Ce retour de manivelle, Zermatt le goûte du bout des lèvres. Le 14 novembre 1986, toujours via une dépêche de l’ATS, ses autorités mettent André Bucher au pied du Cervin et de ses responsabilités. « L’exécutif de Zermatt exige maintenant que M. Bucher « retire la prothèse de bronze illégale aussitôt que les conditions météorologiques le permettront. Au cas où le sculpteur ne le ferait pas, le Conseil fera retirer la pierre aux frais de M. Bucher. » L’artiste reçoit alors une aide et un soutien inattendu, celui de l’avocat Pascal Couchepin ! Avec un tel Zorro au barreau, la prothèse de bronze est « juridiquement » tolérée car personne ne peut dire avec exactitude si l’œuvre se trouve du côté suisse ou italien ! Sur le terrain, des autochtones l’escamotent en toute discrétion médiatique. Au printemps 1987, une expédition punitive la déboulonne et, selon une source anonyme, l’aurait jetée dans un glacier. André Bucher décède en 2009. Sa fille Marina, quelques années plus tard, range l’atelier paternel et met la main sur deux autres prothèses. Le 13 septembre 2012, filmée par la RTS, Marina constate de ses propres yeux la réalité du courroux de Zermatt :

https://www.rts.ch/play/tv/couleurs-locales/video/vs-la-prothese-en-bronze-scellee-sur-le-cervin-en-1984-par-lartiste-genevois-andre-bucher-a-aujourdhui-disparue?id=4272010

Julie, dans La Tribune de Genève, rebondit sur ce reportage.

Tribune de Genève – 27 septembre 2012

 

Sur nos monts, etc.

Depuis 2012, plus aucune nouvelle de ce vœu pieux dans la presse… Marina semble avoir écouté le sage Couchepin. Elle crée des ceintures, des boucles, des sacs et des bijoux sous la marque Ninamarina.

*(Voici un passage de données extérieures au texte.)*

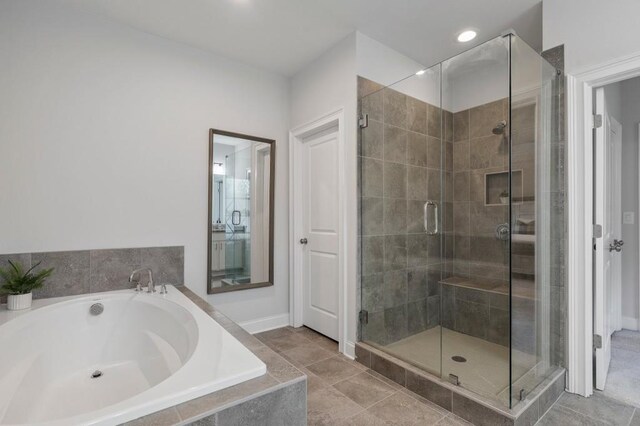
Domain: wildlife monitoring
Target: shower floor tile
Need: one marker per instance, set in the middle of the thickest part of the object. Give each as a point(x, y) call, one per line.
point(485, 371)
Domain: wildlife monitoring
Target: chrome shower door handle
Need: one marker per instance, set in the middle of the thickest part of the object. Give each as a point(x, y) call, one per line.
point(431, 206)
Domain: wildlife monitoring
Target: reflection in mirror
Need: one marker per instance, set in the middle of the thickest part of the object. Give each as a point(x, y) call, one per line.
point(240, 211)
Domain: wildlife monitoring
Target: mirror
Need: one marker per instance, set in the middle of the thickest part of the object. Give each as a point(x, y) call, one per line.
point(240, 240)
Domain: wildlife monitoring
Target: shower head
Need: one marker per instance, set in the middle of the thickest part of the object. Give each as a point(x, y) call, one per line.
point(499, 129)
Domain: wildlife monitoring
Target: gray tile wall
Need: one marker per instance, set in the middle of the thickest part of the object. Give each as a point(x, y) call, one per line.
point(89, 271)
point(555, 56)
point(401, 155)
point(476, 153)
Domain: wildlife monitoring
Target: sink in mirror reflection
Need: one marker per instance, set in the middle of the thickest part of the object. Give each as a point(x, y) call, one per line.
point(240, 211)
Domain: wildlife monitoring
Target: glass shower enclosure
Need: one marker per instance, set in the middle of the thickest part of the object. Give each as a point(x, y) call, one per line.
point(458, 264)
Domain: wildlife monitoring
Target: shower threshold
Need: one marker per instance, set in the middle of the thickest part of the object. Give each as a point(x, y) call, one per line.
point(475, 407)
point(485, 369)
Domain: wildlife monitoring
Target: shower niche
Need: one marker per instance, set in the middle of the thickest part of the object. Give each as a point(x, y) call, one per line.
point(496, 187)
point(472, 306)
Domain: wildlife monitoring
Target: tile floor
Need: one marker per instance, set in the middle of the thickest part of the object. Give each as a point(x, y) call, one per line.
point(341, 391)
point(623, 380)
point(597, 410)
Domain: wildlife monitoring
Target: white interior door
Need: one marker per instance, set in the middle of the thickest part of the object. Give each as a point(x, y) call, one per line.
point(321, 232)
point(607, 162)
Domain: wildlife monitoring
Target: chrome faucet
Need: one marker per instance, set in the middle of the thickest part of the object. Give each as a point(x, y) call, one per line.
point(151, 288)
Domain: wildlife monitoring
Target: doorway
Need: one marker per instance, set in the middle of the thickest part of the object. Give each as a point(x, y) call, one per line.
point(317, 237)
point(615, 255)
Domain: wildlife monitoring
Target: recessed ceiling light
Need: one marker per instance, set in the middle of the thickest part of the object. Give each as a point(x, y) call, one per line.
point(466, 36)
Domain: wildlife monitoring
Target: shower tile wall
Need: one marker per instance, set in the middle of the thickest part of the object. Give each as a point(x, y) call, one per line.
point(400, 169)
point(558, 212)
point(476, 153)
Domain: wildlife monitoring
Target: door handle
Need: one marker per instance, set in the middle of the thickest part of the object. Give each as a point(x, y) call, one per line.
point(427, 227)
point(233, 217)
point(617, 246)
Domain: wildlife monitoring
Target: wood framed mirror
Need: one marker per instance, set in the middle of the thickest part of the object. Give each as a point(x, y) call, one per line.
point(240, 227)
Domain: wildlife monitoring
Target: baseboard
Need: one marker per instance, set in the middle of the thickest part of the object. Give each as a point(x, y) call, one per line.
point(265, 324)
point(629, 323)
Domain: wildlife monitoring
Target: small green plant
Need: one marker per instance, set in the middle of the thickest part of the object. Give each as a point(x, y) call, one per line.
point(17, 281)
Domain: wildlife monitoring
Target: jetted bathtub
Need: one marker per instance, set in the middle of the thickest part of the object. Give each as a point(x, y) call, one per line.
point(63, 363)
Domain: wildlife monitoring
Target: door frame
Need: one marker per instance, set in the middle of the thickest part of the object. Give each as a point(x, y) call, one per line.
point(334, 118)
point(579, 89)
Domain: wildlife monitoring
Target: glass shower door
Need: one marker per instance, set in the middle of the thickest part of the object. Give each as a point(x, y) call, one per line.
point(537, 220)
point(475, 297)
point(404, 156)
point(237, 208)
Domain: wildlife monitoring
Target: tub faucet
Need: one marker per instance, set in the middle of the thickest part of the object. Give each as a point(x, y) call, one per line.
point(151, 288)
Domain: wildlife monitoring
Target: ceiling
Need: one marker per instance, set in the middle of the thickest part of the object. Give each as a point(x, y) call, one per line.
point(284, 35)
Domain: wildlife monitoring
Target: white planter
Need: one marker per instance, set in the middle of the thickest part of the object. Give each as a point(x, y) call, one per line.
point(16, 302)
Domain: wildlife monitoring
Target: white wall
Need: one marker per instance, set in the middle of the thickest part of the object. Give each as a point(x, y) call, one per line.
point(630, 114)
point(104, 141)
point(380, 63)
point(593, 31)
point(322, 87)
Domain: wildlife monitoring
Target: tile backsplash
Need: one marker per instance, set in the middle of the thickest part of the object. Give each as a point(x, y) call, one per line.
point(90, 271)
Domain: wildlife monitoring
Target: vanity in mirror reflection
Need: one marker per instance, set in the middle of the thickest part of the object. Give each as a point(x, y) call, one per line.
point(240, 249)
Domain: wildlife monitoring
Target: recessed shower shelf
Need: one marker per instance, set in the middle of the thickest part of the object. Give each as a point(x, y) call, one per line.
point(496, 184)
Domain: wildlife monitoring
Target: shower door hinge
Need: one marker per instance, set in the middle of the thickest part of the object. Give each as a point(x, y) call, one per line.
point(597, 121)
point(363, 121)
point(597, 341)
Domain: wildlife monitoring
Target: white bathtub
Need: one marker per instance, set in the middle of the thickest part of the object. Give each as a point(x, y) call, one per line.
point(154, 351)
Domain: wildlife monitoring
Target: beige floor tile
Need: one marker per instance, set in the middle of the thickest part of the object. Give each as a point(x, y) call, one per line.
point(364, 389)
point(307, 354)
point(401, 409)
point(327, 406)
point(333, 370)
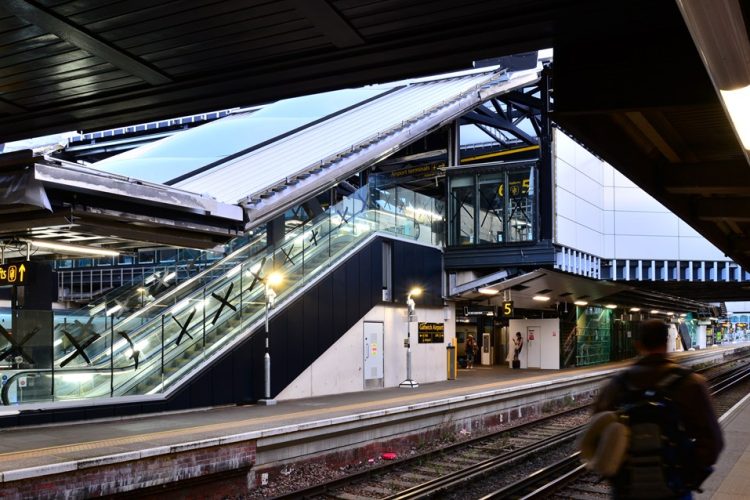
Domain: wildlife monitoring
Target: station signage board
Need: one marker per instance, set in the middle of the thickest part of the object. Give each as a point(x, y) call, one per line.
point(431, 333)
point(477, 310)
point(507, 309)
point(15, 274)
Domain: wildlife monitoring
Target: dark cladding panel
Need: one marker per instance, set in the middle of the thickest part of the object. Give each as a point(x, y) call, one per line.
point(294, 354)
point(201, 390)
point(300, 333)
point(376, 270)
point(325, 312)
point(279, 348)
point(417, 266)
point(353, 312)
point(310, 325)
point(223, 383)
point(366, 276)
point(338, 305)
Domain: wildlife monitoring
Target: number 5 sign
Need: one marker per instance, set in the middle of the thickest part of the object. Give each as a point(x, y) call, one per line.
point(507, 311)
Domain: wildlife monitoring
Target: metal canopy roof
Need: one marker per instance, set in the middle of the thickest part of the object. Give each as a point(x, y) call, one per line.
point(45, 198)
point(562, 287)
point(629, 82)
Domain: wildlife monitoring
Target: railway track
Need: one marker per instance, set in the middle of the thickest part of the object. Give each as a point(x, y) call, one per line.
point(528, 461)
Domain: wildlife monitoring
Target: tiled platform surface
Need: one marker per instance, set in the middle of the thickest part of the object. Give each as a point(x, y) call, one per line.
point(731, 478)
point(27, 452)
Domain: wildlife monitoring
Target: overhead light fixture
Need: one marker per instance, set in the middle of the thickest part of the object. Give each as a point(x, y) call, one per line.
point(66, 247)
point(737, 103)
point(720, 34)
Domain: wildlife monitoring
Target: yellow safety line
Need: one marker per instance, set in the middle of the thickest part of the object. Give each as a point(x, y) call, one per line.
point(231, 425)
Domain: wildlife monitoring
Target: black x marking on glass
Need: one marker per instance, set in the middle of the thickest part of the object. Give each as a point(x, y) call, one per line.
point(17, 347)
point(184, 328)
point(80, 347)
point(224, 302)
point(343, 216)
point(288, 254)
point(490, 203)
point(85, 328)
point(136, 354)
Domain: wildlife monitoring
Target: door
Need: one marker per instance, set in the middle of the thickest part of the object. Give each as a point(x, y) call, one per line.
point(534, 346)
point(373, 354)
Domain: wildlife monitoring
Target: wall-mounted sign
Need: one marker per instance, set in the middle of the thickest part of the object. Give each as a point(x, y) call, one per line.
point(477, 310)
point(507, 309)
point(431, 333)
point(14, 274)
point(418, 171)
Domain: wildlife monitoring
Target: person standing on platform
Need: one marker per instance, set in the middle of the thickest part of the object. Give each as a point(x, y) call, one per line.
point(471, 350)
point(517, 346)
point(691, 411)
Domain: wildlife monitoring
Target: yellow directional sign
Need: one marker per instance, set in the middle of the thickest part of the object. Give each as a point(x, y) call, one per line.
point(13, 274)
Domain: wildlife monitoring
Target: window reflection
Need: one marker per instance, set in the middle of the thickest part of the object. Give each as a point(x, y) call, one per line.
point(493, 208)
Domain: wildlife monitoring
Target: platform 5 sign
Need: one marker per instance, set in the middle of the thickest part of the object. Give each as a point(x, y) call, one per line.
point(14, 274)
point(431, 333)
point(507, 309)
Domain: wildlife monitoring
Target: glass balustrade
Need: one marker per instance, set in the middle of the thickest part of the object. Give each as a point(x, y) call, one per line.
point(152, 350)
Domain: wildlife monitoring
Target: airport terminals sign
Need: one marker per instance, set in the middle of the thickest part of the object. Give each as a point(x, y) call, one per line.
point(431, 333)
point(14, 274)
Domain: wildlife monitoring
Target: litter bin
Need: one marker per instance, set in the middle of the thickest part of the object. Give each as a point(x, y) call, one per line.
point(450, 350)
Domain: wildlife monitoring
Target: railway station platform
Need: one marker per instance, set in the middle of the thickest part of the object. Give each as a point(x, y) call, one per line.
point(731, 477)
point(120, 455)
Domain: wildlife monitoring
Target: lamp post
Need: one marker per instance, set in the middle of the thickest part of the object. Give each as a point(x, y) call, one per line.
point(410, 305)
point(273, 279)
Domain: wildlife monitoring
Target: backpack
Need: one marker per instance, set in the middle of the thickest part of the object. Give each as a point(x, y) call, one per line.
point(658, 450)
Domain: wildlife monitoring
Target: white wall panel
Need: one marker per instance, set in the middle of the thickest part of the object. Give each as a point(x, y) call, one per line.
point(589, 165)
point(589, 190)
point(565, 176)
point(589, 215)
point(647, 224)
point(565, 147)
point(620, 180)
point(590, 241)
point(565, 203)
point(636, 200)
point(609, 246)
point(698, 248)
point(567, 232)
point(340, 368)
point(645, 247)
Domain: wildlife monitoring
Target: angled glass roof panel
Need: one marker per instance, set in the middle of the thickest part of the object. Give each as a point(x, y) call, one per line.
point(175, 156)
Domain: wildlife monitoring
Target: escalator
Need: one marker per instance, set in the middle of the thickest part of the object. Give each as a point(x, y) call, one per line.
point(159, 347)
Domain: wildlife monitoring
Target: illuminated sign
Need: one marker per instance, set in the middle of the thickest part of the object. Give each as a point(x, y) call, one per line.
point(418, 171)
point(14, 274)
point(507, 310)
point(431, 333)
point(516, 188)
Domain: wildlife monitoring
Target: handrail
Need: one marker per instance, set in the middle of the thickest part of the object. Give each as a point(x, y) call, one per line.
point(192, 328)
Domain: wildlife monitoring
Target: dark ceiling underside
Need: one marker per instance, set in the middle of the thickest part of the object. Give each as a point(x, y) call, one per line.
point(628, 81)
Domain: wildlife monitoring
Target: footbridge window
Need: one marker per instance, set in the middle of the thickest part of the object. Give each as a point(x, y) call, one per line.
point(494, 206)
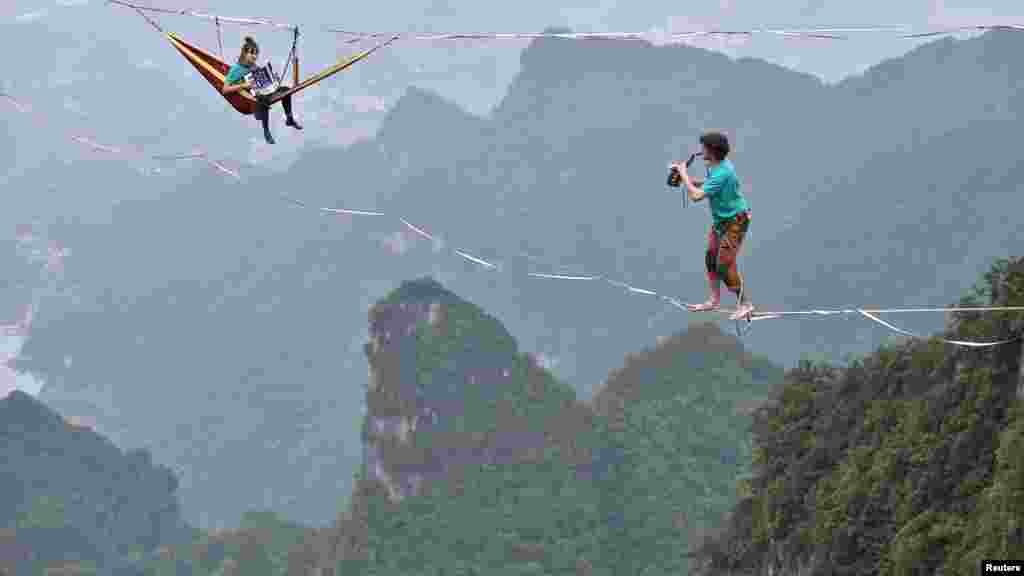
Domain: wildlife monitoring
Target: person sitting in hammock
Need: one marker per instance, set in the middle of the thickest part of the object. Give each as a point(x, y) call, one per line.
point(236, 81)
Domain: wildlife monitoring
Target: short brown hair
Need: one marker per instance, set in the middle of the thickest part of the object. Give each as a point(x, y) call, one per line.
point(717, 144)
point(249, 45)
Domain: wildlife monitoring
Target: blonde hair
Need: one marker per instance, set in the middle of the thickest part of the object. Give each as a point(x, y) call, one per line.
point(249, 45)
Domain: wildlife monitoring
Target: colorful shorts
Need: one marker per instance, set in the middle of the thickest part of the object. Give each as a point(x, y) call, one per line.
point(724, 243)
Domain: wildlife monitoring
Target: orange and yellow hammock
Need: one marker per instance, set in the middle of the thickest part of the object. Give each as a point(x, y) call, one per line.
point(214, 70)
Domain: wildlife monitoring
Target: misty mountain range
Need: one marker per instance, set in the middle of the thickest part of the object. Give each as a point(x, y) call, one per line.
point(222, 328)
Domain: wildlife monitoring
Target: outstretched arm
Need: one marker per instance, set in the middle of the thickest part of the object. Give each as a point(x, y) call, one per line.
point(692, 186)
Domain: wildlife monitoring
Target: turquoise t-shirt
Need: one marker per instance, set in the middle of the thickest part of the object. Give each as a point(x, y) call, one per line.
point(722, 189)
point(236, 74)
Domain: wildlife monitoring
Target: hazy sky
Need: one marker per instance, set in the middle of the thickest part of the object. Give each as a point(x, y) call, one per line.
point(437, 66)
point(473, 74)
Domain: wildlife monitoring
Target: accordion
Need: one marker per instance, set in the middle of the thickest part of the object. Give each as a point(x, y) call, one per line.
point(263, 80)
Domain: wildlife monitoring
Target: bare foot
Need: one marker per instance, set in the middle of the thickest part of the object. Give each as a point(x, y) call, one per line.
point(709, 305)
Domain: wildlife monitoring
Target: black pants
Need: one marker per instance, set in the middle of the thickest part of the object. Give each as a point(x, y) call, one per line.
point(262, 112)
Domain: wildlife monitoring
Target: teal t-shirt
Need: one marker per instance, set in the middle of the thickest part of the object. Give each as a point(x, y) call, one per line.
point(236, 74)
point(722, 189)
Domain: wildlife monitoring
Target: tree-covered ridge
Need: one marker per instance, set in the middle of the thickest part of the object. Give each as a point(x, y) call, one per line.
point(513, 474)
point(69, 497)
point(908, 461)
point(262, 545)
point(681, 412)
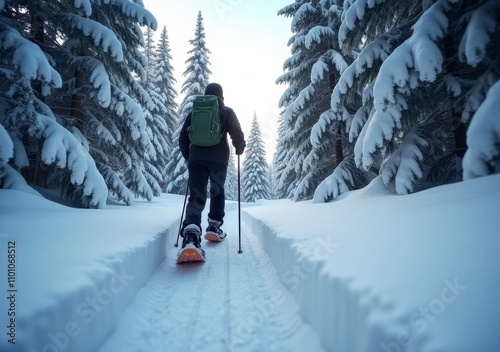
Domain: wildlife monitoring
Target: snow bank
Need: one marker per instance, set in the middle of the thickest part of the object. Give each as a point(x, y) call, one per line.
point(379, 272)
point(77, 270)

Entre-temps, disons que le sommet du Cervin connaît d’autres soucis. Entre juillet et août 2019, la presse s’inquiète du dégel de son permafrost. Y’aurait-il risque d’effondrement ? Peut-être… dans plusieurs décennies ou voire quelques siècles selon les spécialistes qui s’affrontent sur la question autant que les autorités de Zermatt avec André Bucher. Les exacts 4 477,54 mètres du Cervin ont de beaux jours devant eux, ils annoncent un brillant réveil ensoleillé sur nos monts, et louent le ciel où montent les accents émus d’un cœur pieu. Les beautés de la patrie, quoi… (1)

Joël Cerutti

(1) Toute influence du 1eraoût qui s’approche est à prendre en compte dans cette conclusion.